W2639 TO ISAAC B. MCQUESTEN from William Dunn
[Written sideways at top of page:]
Jun 24 1884
From: New York
I.B. McQuesten Esq
I regretted that I was unable to get back from Newark in time to meet you at the hour appointed. The timing was late and I reached the "Cooper Union" a very few minutes after you had left.1 I should have gone to the 5th Avenue Hotel & Lexington Ave. But thought you might possibly return so waited until the Building closed. I can assure you I used every exertion to keep the engagement. I omitted mentioning to you (I think) that I had to meet a party in Newark at 2 P.M and was delayed so long as to prevent taking an earlier train at a nearer Depot and went nearly 2 miles to take advantage of the next train reaching here.--
In my last letter I stated that I had made arrangements with a party to manufacture the Forge and put it on the market. Since then I have deemed it not advisable to carry out this arrangement because it might complicate matters in the event of finding a purchase for the entire business. I have not got the Forge Patented for two reasons, first because I had determined not to expend any more in Patents until there was bona-fide evidence of the article paying for itself without much outlay. I have brought this last article to perfection at a considerable expense both of time and money. And have reduced it to a minimum in cost through careful manipulations of the Patterns etc. I have sold in Newark to almost every Band Saw user there large and small and with much satisfaction. One machine selling another, I have not canvassed New York much because here I have the German element to those I never shall waste time in the attempt to get them to buy anything especially anything new. In a word I have [brought??] this machine to a more satisfactory result than I expected at the outset and have everything in workable shape without further outlay then actual material and labor in the making up.

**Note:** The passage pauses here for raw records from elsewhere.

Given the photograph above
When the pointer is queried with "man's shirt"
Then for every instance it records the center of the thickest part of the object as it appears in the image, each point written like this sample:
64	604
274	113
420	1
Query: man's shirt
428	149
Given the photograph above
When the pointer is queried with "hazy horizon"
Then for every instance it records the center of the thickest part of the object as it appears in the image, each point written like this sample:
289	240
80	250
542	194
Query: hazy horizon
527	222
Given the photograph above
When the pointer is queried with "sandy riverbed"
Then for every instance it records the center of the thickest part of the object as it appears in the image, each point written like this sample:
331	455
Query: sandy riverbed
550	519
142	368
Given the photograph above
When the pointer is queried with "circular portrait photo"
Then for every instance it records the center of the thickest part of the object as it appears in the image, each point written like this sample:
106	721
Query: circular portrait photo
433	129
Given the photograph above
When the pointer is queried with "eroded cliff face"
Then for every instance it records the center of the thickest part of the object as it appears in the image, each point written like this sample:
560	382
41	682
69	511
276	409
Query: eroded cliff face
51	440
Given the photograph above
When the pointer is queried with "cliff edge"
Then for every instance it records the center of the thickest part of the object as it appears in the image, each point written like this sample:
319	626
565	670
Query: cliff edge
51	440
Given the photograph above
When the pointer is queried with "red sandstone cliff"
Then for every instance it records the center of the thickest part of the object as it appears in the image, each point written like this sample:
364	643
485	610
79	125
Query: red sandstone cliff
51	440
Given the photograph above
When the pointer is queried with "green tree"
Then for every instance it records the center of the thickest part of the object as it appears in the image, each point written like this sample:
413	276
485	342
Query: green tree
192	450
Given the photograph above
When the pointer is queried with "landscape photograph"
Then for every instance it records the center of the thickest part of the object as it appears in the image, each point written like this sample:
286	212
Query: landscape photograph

I know that I have consumed time and money on this that perhaps ought to have been expended in the disposing of those that preceded it. My object in completing this has been given before although my course in this may not be satisfactory. I have done it for the best and am certain that the result will prove so. I am now getting a large number of the Forges made and have some orders ahead. And a couple of parties want to go out to sell them. One from Newark especially who has been advised and recommended by a Firm who purchase. I have reduced the cost of the machine to about $2.50 and perhaps a little less and shall sell to the trade $9.00 [30 %??] and retail at $10 [10 %??] for spot cash. I have thus gone over the whole of this matter. I know that considerable work is now in delaying applying for a Patent but I have not got the money to spare for that at present, the proving the advantages and the getting the machine ready for the market has consumed considerable as well as the expenditure on the other articles. The object of going over the present at such length is for advice. I can get a party to take this Patent for an interest in [??]. 4 [sic] this will to a certain extent or possibly may to a certain degree operate against the sole object I had in getting out the machine to assist in disposing of it and the "Sett" together. Taking the view that the one might not be considered a sufficient business the two would be. The Forge is now not only adapted for Brazing Band Saw but for other purposes where a quick and [??] [??] required.--You having, I consider, as much interest and right to this matter as myself, portion of the money advanced by you having been devoted to the developing the article. I do not feel warranted in taking my decisive action towards the disposal of it,or allowing any other to become interested if there is a possibility of such arrangement conflicting with the object for which it was constructed without your consent and approval. My earnestness in the subject is the only excuse for writing such a letter.
1 Dunn had a tendency to miss or reschedule meetings with Isaac and Calvin Brooks McQuesten and although by 1885 he had promised to send them the train car coupler models, the trunk containing them was delayed (see W1728). For more on Dunn, see W2554a.